Health & Safety questions

Your Health & Safety questions answered by EP Risk’s qualified health and safety consultants

A diagram which may help to answer your Health & Safety questionsMust I have a safety management system in place?
If you employ five or more employees, you have a legal duty to have a written policy describing how you will manage health and safety in your business and let others know about your commitment to it.

Do I need to complete a fire risk assessment?
You have a responsibility for fire safety in business or other non-domestic premises if you are an employer, the owner, the landlord, the occupier or anyone else with control of the premises. Part of this responsibility includes carrying out a fire risk assessment of the premises and reviewing it regularly.
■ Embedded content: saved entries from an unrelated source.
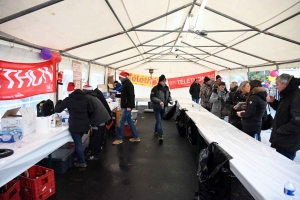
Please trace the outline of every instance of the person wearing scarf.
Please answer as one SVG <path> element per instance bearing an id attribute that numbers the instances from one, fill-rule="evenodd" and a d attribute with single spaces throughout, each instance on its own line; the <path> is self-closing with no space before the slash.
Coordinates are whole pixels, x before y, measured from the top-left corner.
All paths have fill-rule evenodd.
<path id="1" fill-rule="evenodd" d="M 210 103 L 213 104 L 211 113 L 219 118 L 222 118 L 221 111 L 227 98 L 228 93 L 225 91 L 225 83 L 220 82 L 218 88 L 213 89 L 213 92 L 209 99 Z"/>

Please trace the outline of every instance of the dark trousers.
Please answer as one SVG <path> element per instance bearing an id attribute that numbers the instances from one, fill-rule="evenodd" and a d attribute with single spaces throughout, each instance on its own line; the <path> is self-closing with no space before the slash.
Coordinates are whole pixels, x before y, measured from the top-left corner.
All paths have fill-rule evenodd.
<path id="1" fill-rule="evenodd" d="M 276 151 L 278 153 L 280 153 L 281 155 L 287 157 L 288 159 L 291 159 L 291 160 L 294 160 L 295 157 L 296 157 L 296 152 L 287 152 L 287 151 L 280 151 L 280 150 L 277 150 Z"/>
<path id="2" fill-rule="evenodd" d="M 93 129 L 93 132 L 90 136 L 90 148 L 91 148 L 91 156 L 99 157 L 101 146 L 104 141 L 105 134 L 105 125 L 97 126 L 98 130 Z"/>
<path id="3" fill-rule="evenodd" d="M 84 153 L 82 148 L 82 136 L 84 134 L 85 132 L 79 132 L 79 133 L 71 132 L 71 136 L 75 144 L 75 155 L 78 157 L 78 160 L 81 163 L 85 163 Z"/>
<path id="4" fill-rule="evenodd" d="M 229 121 L 229 123 L 234 126 L 235 128 L 239 129 L 239 130 L 243 130 L 243 125 L 241 120 L 240 121 Z"/>
<path id="5" fill-rule="evenodd" d="M 158 136 L 161 137 L 163 136 L 163 130 L 162 130 L 162 124 L 161 124 L 161 120 L 163 118 L 163 116 L 165 115 L 165 109 L 153 109 L 154 111 L 154 115 L 155 115 L 155 119 L 156 119 L 156 123 L 155 123 L 155 132 L 158 133 Z"/>
<path id="6" fill-rule="evenodd" d="M 261 132 L 261 125 L 259 126 L 251 126 L 251 125 L 243 125 L 243 132 L 247 133 L 251 137 L 255 138 L 255 134 L 258 136 L 258 141 L 261 141 L 260 132 Z"/>

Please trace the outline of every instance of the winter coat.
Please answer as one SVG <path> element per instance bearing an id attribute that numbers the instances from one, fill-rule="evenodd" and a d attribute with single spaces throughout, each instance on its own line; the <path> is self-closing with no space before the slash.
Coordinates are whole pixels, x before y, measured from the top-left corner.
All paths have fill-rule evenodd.
<path id="1" fill-rule="evenodd" d="M 95 91 L 87 91 L 87 98 L 91 102 L 93 112 L 89 113 L 90 123 L 92 126 L 99 126 L 111 119 L 110 113 L 107 112 L 104 105 L 97 98 Z"/>
<path id="2" fill-rule="evenodd" d="M 271 133 L 271 147 L 287 152 L 300 150 L 300 79 L 292 77 L 280 92 L 280 101 L 270 106 L 276 110 Z"/>
<path id="3" fill-rule="evenodd" d="M 158 85 L 154 86 L 151 90 L 151 104 L 154 109 L 161 109 L 160 102 L 164 103 L 164 108 L 172 101 L 171 92 L 168 86 Z"/>
<path id="4" fill-rule="evenodd" d="M 235 105 L 239 102 L 246 102 L 247 96 L 242 93 L 242 91 L 231 92 L 228 99 L 225 102 L 225 107 L 231 111 L 229 115 L 229 123 L 233 124 L 235 122 L 240 122 L 241 118 L 236 115 L 236 110 L 233 109 Z"/>
<path id="5" fill-rule="evenodd" d="M 111 110 L 110 110 L 110 107 L 109 107 L 106 99 L 104 98 L 103 93 L 98 88 L 96 88 L 94 91 L 96 92 L 97 98 L 101 101 L 101 103 L 105 107 L 106 111 L 110 114 Z"/>
<path id="6" fill-rule="evenodd" d="M 224 107 L 225 101 L 228 98 L 228 93 L 224 91 L 223 95 L 218 94 L 219 89 L 213 89 L 213 92 L 210 96 L 210 103 L 212 103 L 211 113 L 221 118 L 221 111 Z"/>
<path id="7" fill-rule="evenodd" d="M 200 89 L 200 98 L 201 98 L 201 106 L 204 108 L 211 108 L 211 103 L 209 102 L 210 96 L 212 92 L 211 85 L 207 85 L 203 83 Z"/>
<path id="8" fill-rule="evenodd" d="M 121 91 L 121 108 L 134 108 L 135 107 L 135 94 L 134 86 L 129 79 L 122 82 Z"/>
<path id="9" fill-rule="evenodd" d="M 267 92 L 263 87 L 252 90 L 245 112 L 242 112 L 242 125 L 261 126 L 262 118 L 267 107 Z"/>
<path id="10" fill-rule="evenodd" d="M 234 88 L 230 89 L 230 92 L 236 92 L 238 88 L 238 86 L 235 86 Z"/>
<path id="11" fill-rule="evenodd" d="M 59 100 L 55 106 L 55 112 L 60 113 L 68 109 L 69 130 L 71 133 L 87 132 L 90 129 L 90 120 L 88 113 L 93 112 L 92 105 L 87 95 L 77 89 L 72 92 L 63 101 Z"/>
<path id="12" fill-rule="evenodd" d="M 121 83 L 117 83 L 117 84 L 116 84 L 116 87 L 114 87 L 113 90 L 116 90 L 116 91 L 118 91 L 118 92 L 121 92 L 121 91 L 122 91 L 122 85 L 121 85 Z"/>
<path id="13" fill-rule="evenodd" d="M 200 87 L 201 85 L 198 83 L 193 83 L 190 87 L 190 94 L 192 95 L 193 99 L 200 98 Z"/>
It may be necessary to appoint a ‘competent person’, such as an external consultant, to help assist with the completion of a fire risk assessment if you don’t have the expertise or time to do so yourself.

There has been an accident at work, what do I do?
First, take prompt emergency action, such as first aid, and ensure the area surrounding the accident is made safe. Once the casualty is removed it is important that the scene is preserved, the names of any witnesses are recorded and the person responsible for health and safety is notified. It may be necessary to report the incident to the HSE under RIDDOR. The person responsible for health and safety will determine if this is applicable or not. It is important that all accidents are investigated as it will help give an understanding of how and why things went wrong.

Why do I need to create activity risk assessments?
As an employer you have a legal duty under Regulation 3 of the Management of Health and Safety at Work Regulations 1999 to control health and safety risks. The easiest and most commonly applied way of recording these controls is through the completion of risk assessments. Risk assessments should include any significant findings including what the risks are, what controls you already have in place and any further action that may be required.

How many first aiders do I need?
First aid regulations require employers to provide adequate and appropriate first-aid equipment, facilities and people. What is adequate and appropriate will depend on your circumstances, so you should assess your first aid needs. Smaller, low-level hazards may need only the minimum provision, whereas larger; more hazardous environments may require a greater provision. As a minimum you should provide a first aid kit, an appointed person to take charge of first-aid arrangements and information for the employees about first-aid arrangements.

DSEAR Health & Safety questions

Where does DSEAR apply?
DSEAR (Dangerous Substances and Explosive Atmospheres Regulations 2002) apply whenever a dangerous substance is or is liable to be present at the workplace. Dangerous substances include preparations and dusts with the potential to give rise to fires, explosions and similar energetic events which can affect the safety of employees and others.

Can you give examples?
Dangerous substances may include: Petrol, LPG, paints, thinners, varnishes and certain types of dust – for example, coal, wood, grain, flour and sugar – certain metals and synthetic organic chemicals.

What’s my first step?
Check if substances or preparations in your workplace are classified under CHIP regulations as explosive, oxidising, extremely flammable, highly flammable or flammable.

And the second?
Check the information on your COSHH assessments and the material safety data sheets.

What other assessments should I make?

  • Assess the physical and chemical properties of the substance or preparations and the work processes involved to see whether the activity creates a potential for fire, explosion or similar energetic event.
  • Check if your storage of acetylene, LPG or your flammable store, could in the event of an incident compromise business continuity because of exclusion zones imposed by the emergency services.
  • Check to see if the work activity involves the creation or handling of potentially combustible or explosive dusts – for example, decanting, sawing, milling and sanding operations.
  • Check if your flammable store exceeds the guidance of HSG51, DSEAR Regulation 5. It is advised to only store internally in the working area the minimum quantity needed for frequent usage for half a day or a single shift.

Need I look beyond my own workplace?
Yes. Consider whether your neighbour’s processes could have an impact on your current fire risk assessment and your emergency procedures.